你必須相信某些東西,直覺、命運、生命、緣份等,因為這些點點滴滴終將串連在一起,讓你有信心去追求你想要的,帶來不同凡響的人生。

我的第二個故事是關於「愛與失去」。

我 很幸運很早就發現自己愛做的事,Woz和我開始在我爸媽的車庫裡稿蘋果時,我才20歲。我們很努力地工作,十年後,蘋果已從我們兩個人在我爸媽車庫創立的公司,變成一家有4千多名員工、20億美元的公司。我們剛剛推出我們最棒的作品、麥金塔,那一年我才剛滿30歲,然後,我被開除了, 你怎麼會被自己創立的公司開除呢?嗯,為了公司的成長,我僱用了一位我認為非常有才華的人,和我一起經營公司。
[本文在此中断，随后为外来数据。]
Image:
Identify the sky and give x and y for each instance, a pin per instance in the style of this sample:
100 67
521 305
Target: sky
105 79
在剛開始的第一年,一切都很順利,但後來我們對於未來的願景開始出現分歧,最後我們發生爭執,而董事會站在他那一邊,所以我30歲時被開除了,而且是非常公開地被開除。

我整個成年後的生活重心因此遠離,這對我是毀滅性的打擊,我有好幾個月真的不知道該怎麼辦。我覺得我令上一代的企業家失望,我覺得我把他們傳給我的接力棒搞丟了。我去見了David Packard和Bob Noyce,試著向他們道歉說我搞砸了。

我是一個公開的失敗者,我甚至想過逃離矽谷;但是我漸漸發現了曙光,我仍然愛我所做的,蘋果董事會的投票結果並沒有改變這件事,我雖然被拒絕、否定,但我還是愛,所以我決定重新出發。
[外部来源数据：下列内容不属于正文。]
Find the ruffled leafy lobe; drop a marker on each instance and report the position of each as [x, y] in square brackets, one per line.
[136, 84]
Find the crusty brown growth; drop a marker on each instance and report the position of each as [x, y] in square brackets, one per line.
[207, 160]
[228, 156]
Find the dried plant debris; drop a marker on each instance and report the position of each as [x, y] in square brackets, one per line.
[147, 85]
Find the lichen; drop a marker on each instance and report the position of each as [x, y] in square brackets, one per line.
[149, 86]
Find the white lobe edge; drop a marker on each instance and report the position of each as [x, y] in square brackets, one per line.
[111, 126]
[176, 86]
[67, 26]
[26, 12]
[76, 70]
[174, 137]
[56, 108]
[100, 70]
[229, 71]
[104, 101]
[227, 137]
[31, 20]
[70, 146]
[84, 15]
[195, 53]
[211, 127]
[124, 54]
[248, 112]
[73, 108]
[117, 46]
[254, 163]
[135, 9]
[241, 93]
我當時不知道,但事實證明,被蘋果公司開除,可能是我人生中曾經發生過最棒的事情。成功的沉重,被創業的光明所取代了,對每件事不再自滿,解放了我,讓我進入一個最有創造力的時期。

隨後的5年,我創立了Next公司與Pixar公司,還愛上了一位另我驚豔的女子,最後成為我的妻子。Pixar製作了世界上第一個用電腦製作的動畫電影、《玩具總動員》,現在是世界上最成功的動畫公司。

風水輪流轉。後來蘋果與NeXT合併,我重回蘋果公司,我們在NeXT發展的核心,成為蘋果的復興;我和羅倫也擁有美滿的家庭。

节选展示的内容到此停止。